STOCKHOLM/LONDON (Reuters) - A local Swedish court on Friday granted General Motors' GM.N loss-making unit Saab a further extension to its protection from creditors, giving it more time to restructure.
The Swedish carmaker, which first sought protection from creditors in February, was granted an extension until August 20 allowing it to line up a new owner and restructure its business.
“The business reorganisation of Saab Automobile Aktiebolag is authorized to continue, though at most to August 20, 2009,” the court in Vanersborg, southwest Sweden, said in a document obtained by Reuters.
The extension came as General Motors, the No.1 U.S. automaker, moved closer to filing for bankruptcy.
Saab, which was put up for sale by its ailing parent earlier this year, said on Thursday that Saab and GM would present a preferred candidate out of three undisclosed remaining bidders within the coming weeks.
Swedish business daily Dagens Industri late on Thursday reported that the two frontrunners were Swedish luxury carmaker Koenigsegg and U.S. financier Ira Rennert and his Renco Group, with Italy's Fiat FIA.MI as the third suitor, citing undisclosed sources.

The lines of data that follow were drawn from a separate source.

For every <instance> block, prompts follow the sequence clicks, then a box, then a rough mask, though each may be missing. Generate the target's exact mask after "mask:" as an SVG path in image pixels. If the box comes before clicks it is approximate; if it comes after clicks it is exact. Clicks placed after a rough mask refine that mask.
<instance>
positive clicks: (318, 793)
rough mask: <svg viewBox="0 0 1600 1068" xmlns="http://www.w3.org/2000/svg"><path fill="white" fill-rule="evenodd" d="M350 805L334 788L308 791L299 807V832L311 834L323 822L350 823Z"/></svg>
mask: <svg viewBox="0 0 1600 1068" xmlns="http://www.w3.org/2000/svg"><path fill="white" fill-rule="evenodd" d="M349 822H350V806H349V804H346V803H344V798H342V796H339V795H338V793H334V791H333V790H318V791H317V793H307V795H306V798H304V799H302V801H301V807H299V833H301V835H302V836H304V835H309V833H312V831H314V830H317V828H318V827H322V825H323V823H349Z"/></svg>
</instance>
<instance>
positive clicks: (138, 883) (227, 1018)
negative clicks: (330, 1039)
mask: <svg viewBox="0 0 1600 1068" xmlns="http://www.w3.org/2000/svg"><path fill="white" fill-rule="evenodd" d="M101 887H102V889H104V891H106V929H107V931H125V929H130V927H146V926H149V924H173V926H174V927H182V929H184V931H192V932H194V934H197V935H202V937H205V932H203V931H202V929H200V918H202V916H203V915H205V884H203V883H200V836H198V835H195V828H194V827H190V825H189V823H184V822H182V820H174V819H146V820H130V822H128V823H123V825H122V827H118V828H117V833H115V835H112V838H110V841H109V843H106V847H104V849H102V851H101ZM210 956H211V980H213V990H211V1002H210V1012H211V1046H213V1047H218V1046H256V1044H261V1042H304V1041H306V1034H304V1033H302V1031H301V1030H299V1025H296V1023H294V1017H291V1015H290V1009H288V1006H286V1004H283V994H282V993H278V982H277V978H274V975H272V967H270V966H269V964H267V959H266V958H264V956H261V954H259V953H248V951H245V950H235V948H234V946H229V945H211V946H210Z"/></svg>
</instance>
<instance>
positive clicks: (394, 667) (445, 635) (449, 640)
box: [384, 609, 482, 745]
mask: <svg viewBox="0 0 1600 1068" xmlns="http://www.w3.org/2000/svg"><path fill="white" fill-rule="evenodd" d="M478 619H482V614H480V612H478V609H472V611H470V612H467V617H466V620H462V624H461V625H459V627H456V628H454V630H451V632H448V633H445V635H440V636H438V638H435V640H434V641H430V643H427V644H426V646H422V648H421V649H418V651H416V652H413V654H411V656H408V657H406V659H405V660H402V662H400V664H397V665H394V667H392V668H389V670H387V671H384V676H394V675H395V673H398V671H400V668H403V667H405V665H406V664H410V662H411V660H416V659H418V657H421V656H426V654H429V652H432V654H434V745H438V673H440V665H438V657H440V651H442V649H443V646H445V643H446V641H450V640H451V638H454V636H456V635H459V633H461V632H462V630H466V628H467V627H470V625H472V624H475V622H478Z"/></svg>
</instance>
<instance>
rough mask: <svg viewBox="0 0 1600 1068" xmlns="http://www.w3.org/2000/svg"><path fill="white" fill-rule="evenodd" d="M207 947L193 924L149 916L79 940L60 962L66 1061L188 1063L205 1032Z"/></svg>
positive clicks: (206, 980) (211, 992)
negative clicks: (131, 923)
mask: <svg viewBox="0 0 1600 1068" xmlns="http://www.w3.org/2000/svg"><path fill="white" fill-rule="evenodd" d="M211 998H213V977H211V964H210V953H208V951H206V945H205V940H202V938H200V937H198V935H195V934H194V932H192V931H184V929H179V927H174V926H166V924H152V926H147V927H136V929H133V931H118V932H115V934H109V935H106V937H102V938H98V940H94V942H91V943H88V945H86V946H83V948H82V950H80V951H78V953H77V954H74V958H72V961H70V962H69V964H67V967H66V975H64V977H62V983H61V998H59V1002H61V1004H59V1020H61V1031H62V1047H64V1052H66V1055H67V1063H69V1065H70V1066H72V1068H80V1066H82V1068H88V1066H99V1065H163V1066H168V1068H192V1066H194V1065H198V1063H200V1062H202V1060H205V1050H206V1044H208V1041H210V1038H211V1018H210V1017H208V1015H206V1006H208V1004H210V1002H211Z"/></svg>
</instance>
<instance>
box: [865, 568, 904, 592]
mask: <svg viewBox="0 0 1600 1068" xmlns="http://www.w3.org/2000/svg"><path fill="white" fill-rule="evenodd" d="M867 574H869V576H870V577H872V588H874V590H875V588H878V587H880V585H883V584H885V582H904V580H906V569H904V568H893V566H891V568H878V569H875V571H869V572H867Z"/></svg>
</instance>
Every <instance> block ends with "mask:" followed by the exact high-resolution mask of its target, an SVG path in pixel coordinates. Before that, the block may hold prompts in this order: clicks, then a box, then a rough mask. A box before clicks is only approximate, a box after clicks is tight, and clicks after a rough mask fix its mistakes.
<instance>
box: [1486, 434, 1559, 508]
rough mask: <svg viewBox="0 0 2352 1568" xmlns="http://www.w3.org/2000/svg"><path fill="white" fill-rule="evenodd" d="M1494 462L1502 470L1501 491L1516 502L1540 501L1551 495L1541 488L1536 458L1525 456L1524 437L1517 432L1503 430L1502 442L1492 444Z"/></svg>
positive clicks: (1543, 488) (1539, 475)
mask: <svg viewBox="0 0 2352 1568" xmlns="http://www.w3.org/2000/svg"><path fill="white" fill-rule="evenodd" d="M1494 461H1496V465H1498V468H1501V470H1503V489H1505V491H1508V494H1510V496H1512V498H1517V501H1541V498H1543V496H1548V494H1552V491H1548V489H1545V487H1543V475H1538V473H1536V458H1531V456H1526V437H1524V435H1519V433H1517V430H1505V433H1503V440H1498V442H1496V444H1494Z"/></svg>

A person familiar with the matter said GM had grown worried about Saab technology leaving Sweden, and had recently effectively barred Chinese companies from bidding, shutting out one prospective suitor.
The person declined to identify the Chinese bidder but said it was not Geely 0175.HK -- which had also shown some initial interest in Saab.
Fiat Chief Executive Sergio Marchionne said on Friday Fiat would still be interested in Saab even if GM’s Opel falls out of play.
Saab spokeswoman Gunilla Gustavs on Friday declined to comment on the Dagens Industri report, but said she was satisfied with the court’s decision to extend the reorganisation period.
“This means we can proceed to cope with the work at hand,” she said, and repeated Saab was not worried that the possibility of a bankruptcy filing by its owner GM would disrupted its sale process. Saab could not be reached for further comment later in the day.